To regard these remedies of Cagliostro with their ridiculous names and quixotic pretensions with the old prejudice is preposterous. Judged by the number and variety of his cures—and it is the only reasonable standard to judge them by—they were, to say the least, remarkable.
In the present day, it is no longer the custom to deride the knowledge of the old alchemists. The world has come to acknowledge that, in spite of the fantastic jargon in which they expressed themselves, they fully understood the uses of the plants and minerals of which they composed their drugs. Stripped of the atmosphere of magic and mystery in which they delighted to wrap their knowledge—and which, ridiculous as it may seem to-day, had just as much effect on the imagination in their benighted age as the more scientific mode of “suggestion” employed by the doctors of our own enlightened era—the remedies of a Borri or a Paracelsus are still deserving of respect, and still employed. Cagliostro is known to have made a serious study of alchemy, and it is very probable that his magic balsams and powders were prepared after receipts he discovered in old books of alchemy. Perhaps too, like all quacks—it is impossible to accord a more dignified title to one who had not the diploma of a properly qualified practitioner—he made the most of old wives’ remedies picked up haphazard in the course of his travels.
Without doubt the unparalleled credulity and superstition of the age contributed greatly to his success. Miracles can only succeed in an atmosphere favourable to the miraculous. In Europe, as the reader has seen—particularly in France—the soil had been well prepared for seed of the sort that Cagliostro sowed.
VI
The cure of the Prince de Soubise gave Cagliostro an immense prestige. “It would be impossible,” says the Baroness d’Oberkirch, “to give an idea of the passion, the madness with which people pursued him. It would appear incredible to any one who had not seen it.” On returning to Strasburg, “he was followed by a dozen ladies of rank and two actresses” who desired to have the benefit of his treatment. People came from far and wide to consult him; and many out of sheer curiosity. To these, whom he regarded as spies sent by his enemies, he was either inaccessible or positively rude.
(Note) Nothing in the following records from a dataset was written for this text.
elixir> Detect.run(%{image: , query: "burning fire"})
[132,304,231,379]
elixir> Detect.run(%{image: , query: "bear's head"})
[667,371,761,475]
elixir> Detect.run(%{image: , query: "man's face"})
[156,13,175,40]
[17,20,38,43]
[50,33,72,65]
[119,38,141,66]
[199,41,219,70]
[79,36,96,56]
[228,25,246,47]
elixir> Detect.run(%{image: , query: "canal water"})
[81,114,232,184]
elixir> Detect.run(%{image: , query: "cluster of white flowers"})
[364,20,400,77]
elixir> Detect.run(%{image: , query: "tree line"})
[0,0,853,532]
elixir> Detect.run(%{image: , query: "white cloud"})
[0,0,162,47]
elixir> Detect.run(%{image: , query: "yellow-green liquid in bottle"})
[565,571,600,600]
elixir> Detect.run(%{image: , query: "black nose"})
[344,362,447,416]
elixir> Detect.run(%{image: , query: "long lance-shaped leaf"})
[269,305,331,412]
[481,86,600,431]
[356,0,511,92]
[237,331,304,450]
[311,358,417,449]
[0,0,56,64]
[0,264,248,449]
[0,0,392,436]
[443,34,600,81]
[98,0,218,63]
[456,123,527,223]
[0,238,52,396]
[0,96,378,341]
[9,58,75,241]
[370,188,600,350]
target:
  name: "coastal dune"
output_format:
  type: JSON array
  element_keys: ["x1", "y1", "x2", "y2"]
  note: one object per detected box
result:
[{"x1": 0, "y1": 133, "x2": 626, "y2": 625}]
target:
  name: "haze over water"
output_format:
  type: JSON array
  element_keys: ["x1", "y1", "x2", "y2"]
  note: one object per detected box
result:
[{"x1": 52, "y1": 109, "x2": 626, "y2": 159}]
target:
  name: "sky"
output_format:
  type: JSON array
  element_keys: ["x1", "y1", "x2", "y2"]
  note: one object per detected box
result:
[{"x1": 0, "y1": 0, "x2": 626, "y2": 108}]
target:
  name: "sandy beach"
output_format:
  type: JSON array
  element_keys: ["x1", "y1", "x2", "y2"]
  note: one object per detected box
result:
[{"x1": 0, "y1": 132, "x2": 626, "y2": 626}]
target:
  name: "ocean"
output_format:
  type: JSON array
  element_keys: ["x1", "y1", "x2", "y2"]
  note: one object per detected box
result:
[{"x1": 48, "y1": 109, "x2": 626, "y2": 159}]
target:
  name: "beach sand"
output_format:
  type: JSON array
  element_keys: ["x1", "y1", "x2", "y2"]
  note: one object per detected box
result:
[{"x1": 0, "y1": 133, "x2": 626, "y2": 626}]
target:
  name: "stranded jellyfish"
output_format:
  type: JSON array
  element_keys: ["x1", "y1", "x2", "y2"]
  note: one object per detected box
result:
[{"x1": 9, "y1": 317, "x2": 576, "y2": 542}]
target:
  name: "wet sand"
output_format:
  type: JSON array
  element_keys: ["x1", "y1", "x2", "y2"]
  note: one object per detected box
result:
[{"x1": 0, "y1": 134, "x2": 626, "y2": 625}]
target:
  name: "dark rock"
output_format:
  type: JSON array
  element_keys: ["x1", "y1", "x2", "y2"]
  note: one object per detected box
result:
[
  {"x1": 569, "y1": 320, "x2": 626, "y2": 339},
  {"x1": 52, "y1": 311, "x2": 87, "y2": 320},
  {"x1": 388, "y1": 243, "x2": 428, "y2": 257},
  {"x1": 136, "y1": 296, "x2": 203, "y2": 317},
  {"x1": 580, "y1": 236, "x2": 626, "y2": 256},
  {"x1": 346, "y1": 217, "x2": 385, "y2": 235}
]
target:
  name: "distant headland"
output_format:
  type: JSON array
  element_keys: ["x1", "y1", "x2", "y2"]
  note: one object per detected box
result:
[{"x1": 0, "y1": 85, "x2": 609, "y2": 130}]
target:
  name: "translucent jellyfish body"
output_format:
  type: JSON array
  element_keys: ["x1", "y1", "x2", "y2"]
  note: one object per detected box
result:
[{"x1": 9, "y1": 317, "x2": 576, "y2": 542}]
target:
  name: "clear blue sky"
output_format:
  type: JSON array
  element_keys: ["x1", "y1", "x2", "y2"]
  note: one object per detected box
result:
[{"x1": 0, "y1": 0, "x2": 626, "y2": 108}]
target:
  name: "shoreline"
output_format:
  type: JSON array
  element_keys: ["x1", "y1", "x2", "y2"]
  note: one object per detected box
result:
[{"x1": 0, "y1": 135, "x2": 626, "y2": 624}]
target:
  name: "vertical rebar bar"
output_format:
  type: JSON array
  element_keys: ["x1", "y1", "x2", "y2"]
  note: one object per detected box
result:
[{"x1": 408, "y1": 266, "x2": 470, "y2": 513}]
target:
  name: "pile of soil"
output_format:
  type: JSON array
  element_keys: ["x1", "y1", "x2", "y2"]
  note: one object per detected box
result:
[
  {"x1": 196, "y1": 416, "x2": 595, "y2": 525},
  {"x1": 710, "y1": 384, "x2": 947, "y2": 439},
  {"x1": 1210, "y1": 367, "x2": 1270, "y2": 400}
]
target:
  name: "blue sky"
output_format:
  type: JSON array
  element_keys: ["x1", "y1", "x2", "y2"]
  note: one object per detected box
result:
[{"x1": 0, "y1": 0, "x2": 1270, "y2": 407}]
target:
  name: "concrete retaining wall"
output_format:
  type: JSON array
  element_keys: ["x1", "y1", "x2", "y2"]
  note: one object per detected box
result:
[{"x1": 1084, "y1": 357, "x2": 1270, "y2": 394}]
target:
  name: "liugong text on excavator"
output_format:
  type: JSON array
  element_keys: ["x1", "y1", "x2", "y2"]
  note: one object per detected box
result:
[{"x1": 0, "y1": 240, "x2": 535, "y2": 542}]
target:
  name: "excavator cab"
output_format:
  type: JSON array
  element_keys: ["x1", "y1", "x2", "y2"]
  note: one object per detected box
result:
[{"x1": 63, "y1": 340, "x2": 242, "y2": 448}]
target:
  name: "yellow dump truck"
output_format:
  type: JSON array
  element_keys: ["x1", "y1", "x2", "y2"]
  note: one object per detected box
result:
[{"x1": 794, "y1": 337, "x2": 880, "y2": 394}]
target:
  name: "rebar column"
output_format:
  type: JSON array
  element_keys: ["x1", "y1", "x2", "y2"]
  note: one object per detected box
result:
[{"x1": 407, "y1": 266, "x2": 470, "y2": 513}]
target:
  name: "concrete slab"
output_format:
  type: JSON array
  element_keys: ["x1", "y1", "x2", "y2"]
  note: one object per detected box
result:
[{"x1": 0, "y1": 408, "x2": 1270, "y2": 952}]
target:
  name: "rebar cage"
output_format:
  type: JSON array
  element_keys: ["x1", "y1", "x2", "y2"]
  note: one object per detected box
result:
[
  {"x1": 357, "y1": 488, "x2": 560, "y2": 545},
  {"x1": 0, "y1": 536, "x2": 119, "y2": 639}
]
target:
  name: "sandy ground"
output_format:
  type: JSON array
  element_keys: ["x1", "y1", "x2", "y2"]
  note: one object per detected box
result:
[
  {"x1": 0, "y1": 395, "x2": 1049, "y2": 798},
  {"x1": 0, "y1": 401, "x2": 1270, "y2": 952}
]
Lavater, who came from Zurich, was treated with very scant courtesy. “If,” said Cagliostro, “your science [that of reading character by the features, by which he had acquired a European reputation] is greater than mine, you have no need of my acquaintance; and if mine is the greater, I have no need of yours.”
Lavater, however, was not to be repulsed by the inference to be drawn from such a remark. The following day he wrote Cagliostro a long letter in which, among other things, he asked him “how he had acquired his knowledge, and in what it consisted.” In reply Cagliostro limited himself to these words: In verbis, in herbis, in lapidibus, by which, as M. d’Alméras observes, he probably indicated correctly the nature and extent of his medical and occult lore. But Lavater, as credulous as he was inquisitive, impressed by the mystery in which Cagliostro enveloped his least action, read into his words quite another meaning. Believing firmly in the Devil—about whom he had written a book—the Swiss pastor returned home convinced that the Grand Cophta of Egyptian Masonry was “a supernatural being with a diabolic mission.”